The Kings Mirror
© Johansson Inger E, Greenland and the Greenlanders, the ”Missing people” manuscript 2000-01.
Background
Konungs skuggsjá, latin Speculum Regale written as an Medieval Age Schoolbook for King Magnus Lagabøte’s sons 1250/1260 AD. English title The Kings Mirror
What’s interesting is that the author, some say that it was Archbishop Einar Gunnarsson, show good skills in astronomy, teology, geography as well as early Norwegian and Foreign Litterature up to 1200’s. The book is written using methods we today call Didaktic methods</em. The author tells in detail using a dialoge form about humans and animals living on the other side of the Globe, the other side the Atlantic and also talks about Antipods
In the dialoge there are lots of information given indicating a good knowledge from north western Canada, Hudson Bay area to Greenland fishing and hunting. Good knowledge of how large farms on Greenland was. Information confirmed in our days thru Archaeologic excavations in North America, Islands north west of Greenland and of course in Greenland as well as Labrador.
dialoge in chapter 18
”Son. You stated earlier in your talk that no grain grows in that country; therefore I now want to ask you what the people who inhabit the land live on, how large the population is, what sort of food they have, and whether they have accepted Christianity.

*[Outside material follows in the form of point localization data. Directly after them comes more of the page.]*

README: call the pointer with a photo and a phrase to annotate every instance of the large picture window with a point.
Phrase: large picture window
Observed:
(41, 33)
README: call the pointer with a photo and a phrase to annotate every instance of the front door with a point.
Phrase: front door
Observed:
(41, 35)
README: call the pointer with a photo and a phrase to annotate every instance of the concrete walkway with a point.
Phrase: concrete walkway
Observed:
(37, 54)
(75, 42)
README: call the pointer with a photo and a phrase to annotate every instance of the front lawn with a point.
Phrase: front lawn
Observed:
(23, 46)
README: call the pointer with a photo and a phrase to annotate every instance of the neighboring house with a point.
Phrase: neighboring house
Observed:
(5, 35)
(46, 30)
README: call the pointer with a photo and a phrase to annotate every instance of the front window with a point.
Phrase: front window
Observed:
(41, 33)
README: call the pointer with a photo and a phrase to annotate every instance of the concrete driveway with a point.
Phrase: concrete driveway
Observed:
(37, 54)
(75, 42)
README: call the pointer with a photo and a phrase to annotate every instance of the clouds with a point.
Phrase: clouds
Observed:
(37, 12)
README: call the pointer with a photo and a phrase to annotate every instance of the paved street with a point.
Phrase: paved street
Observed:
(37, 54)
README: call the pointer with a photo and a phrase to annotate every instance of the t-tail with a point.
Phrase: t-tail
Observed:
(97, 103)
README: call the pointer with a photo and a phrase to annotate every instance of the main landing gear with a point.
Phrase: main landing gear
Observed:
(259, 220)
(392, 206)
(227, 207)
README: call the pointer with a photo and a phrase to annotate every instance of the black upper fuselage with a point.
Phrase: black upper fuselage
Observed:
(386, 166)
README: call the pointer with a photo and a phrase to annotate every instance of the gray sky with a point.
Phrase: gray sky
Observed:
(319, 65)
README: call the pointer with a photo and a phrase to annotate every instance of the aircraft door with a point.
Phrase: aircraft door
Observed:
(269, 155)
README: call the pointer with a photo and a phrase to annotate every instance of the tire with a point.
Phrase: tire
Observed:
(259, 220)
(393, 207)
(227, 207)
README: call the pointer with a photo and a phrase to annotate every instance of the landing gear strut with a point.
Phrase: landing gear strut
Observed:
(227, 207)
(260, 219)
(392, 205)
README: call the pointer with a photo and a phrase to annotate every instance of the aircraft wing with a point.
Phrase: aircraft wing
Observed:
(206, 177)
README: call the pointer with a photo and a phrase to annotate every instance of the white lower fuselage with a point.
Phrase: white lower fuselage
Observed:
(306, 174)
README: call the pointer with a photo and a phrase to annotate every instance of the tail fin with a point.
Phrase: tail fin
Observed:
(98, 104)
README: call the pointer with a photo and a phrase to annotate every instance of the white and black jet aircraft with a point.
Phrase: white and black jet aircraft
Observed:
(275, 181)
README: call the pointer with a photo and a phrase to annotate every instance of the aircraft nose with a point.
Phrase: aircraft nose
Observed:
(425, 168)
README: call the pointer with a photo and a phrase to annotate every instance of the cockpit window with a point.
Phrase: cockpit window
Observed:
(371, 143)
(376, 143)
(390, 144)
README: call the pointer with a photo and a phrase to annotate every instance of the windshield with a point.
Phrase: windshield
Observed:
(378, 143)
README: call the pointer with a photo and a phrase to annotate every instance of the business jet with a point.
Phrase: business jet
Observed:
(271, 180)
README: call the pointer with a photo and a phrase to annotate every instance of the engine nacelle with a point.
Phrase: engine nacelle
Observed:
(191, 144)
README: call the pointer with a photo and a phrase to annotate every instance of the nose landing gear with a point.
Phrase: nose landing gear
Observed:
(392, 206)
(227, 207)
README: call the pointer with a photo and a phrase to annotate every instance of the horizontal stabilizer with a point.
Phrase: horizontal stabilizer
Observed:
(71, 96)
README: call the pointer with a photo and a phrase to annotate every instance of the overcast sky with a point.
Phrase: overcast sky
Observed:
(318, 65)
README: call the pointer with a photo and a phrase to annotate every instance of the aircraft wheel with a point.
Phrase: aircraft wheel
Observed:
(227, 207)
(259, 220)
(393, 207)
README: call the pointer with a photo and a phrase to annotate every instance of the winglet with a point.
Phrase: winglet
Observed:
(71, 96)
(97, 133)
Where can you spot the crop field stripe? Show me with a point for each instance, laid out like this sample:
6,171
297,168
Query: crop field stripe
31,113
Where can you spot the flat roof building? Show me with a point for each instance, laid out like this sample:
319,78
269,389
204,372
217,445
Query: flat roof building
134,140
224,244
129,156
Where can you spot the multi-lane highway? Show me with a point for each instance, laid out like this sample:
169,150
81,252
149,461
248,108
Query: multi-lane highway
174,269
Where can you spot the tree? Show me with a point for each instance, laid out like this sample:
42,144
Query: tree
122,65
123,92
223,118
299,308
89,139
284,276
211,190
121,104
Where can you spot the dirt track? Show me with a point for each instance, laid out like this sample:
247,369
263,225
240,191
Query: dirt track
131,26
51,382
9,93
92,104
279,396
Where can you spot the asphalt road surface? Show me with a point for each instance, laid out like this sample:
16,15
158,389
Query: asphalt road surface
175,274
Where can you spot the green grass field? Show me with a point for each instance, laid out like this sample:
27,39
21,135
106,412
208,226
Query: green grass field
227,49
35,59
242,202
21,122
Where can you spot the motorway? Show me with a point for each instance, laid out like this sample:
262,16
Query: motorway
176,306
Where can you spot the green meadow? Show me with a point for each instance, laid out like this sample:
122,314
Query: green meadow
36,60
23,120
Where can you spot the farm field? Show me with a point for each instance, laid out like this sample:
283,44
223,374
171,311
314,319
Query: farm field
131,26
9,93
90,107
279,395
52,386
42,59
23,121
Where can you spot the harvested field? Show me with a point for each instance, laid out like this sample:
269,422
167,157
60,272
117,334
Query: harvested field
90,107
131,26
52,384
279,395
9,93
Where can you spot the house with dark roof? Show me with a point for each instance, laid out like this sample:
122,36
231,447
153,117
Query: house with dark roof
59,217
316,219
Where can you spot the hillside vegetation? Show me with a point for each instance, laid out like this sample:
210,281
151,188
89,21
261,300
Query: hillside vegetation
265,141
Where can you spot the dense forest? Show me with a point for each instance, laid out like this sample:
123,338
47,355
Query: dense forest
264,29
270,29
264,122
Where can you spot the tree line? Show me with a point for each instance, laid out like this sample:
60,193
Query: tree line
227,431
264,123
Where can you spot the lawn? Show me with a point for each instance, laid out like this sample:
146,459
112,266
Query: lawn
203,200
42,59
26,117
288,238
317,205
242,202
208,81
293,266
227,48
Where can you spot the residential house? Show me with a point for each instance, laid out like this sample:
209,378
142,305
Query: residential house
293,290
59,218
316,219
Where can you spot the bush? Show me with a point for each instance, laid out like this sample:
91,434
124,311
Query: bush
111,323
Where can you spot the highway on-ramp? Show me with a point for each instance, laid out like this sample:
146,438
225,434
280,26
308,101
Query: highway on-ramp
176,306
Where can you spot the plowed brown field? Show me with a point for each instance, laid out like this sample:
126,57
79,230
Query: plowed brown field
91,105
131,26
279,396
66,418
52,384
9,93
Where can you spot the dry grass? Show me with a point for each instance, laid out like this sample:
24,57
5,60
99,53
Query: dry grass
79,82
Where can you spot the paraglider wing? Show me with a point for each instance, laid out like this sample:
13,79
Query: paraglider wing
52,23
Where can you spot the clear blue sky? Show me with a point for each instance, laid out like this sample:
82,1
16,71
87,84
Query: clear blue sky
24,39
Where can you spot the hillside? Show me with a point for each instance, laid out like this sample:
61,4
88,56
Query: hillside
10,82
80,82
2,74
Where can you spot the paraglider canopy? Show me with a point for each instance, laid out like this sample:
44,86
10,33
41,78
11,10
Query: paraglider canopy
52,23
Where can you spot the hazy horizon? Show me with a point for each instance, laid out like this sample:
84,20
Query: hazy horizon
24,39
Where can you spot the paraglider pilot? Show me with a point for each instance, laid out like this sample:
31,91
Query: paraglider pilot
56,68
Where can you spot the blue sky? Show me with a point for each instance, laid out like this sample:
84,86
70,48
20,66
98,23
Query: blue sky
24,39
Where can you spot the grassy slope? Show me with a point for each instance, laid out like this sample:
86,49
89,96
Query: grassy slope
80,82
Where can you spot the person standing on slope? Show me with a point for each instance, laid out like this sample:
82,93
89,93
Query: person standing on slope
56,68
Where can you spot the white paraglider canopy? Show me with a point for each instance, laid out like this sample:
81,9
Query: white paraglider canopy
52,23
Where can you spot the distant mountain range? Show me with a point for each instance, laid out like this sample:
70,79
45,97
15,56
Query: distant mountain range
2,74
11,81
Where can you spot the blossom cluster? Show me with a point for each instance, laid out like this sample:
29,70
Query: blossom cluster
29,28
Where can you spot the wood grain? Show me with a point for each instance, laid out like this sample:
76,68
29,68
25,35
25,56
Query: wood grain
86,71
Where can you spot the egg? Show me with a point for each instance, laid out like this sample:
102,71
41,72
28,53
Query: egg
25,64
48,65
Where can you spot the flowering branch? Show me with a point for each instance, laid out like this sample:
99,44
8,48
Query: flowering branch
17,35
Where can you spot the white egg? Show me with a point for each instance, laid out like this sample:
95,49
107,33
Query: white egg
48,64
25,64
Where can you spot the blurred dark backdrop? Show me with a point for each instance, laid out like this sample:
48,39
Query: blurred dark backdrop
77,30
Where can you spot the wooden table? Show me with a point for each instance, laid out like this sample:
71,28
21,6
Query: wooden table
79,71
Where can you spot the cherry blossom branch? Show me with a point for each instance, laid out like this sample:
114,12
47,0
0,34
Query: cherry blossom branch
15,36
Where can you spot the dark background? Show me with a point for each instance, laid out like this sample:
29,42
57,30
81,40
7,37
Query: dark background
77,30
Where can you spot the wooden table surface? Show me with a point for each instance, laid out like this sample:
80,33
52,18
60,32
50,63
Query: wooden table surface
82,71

Father. The people in that country are few, for only a small part is sufficiently free from ice to be habitable; but the people are all Christians and have churches and priests. If the land lay near to some other country it might be reckoned a third of a bishopric; but the Greenlanders now have their own bishop, as no other arrangement is possible on account of the great distance from other people. You ask what the inhabitants live on in that country since they sow no grain; but men can live on other food than bread. It is reported that the pasturage is good and that there are large and fine farms in Greenland. The farmers raise cattle and sheep in large numbers and make butter and cheese in great quantities. The people subsist chiefly on these foods and on beef; but they also eat the flesh of various kinds of game, such as reindeer, whales, seals, and bears. That is what men live on in that country.”
COMMENT:
Please note the good knowledge the Author of the book had of everyday life in Greenland in mid 1200’s.
Information given confirmed by Rousell A, Farms and churches in the Medieval Norse settlement of Greenland, Meddelelser of Grönland 86(1) as well as
The Roman Church in Norse Greenland, editor G F Bigelow, ”The Norse of the North Atlantic, Acta Archaeologica 61(1991) page 142-150 Köpenhamn
Example:
source: McGovern Thomas H, Bones, Building and Boundaries: Palaeoeconomic Approaches to Norse Greenland, page 213
‘Table 6 Floor area of selected structures of farms of the Eastern and Western Settlements’
Sandnes (W51)
hall in the main building 72 m²
barn 84 m²
storage barn 155 m²
Anavik (W7)
hall in the main building of unknown size
barn/stables 50 m²
storage barn 54 m²
magazine 38 m²
Also confirmed by
Bardarson Ivar, Det gamle Grönlands beskrivelse, Finnur Jonsons edition 1930 (Ivar Bardarson was a monk/priest who in 1340’s was first time was sent to Greenland and lived there some years. Later he lived in Norway before he was sent on a mission to collect tithes from the dioceses under Gardar See. He sailed in late 1350’s returned and delivered the tithes from among other the Crossnes diocese to a Papal delegate visiting Bergen in spring/early summer 1364.
For more information re Crossnes please read Early American History – now forgotten part 2
Information regarding the cheese production is confirmed due to cheese and butter being one of Greenlands export products to Europé up to early 1400’s. Among other documented in books from Queen Margaretha I:s ”fatabur”.
Short but essential information given in ”Kings Mirror”
” There is another kind called the Greenland shark, which is peculiar in this, that it has caul and fat in the abdomen like cattle. The largest of these whales grow to a length of thirty ells at most. ”
Comment: The Greenland shark was and still is common in water from northwestern Canada to Greenland.
Parts from Greenland shark was exported to Europeé together with ivory from Walrus. All documented in shipsdocuments and harbor papers in Orkney and England.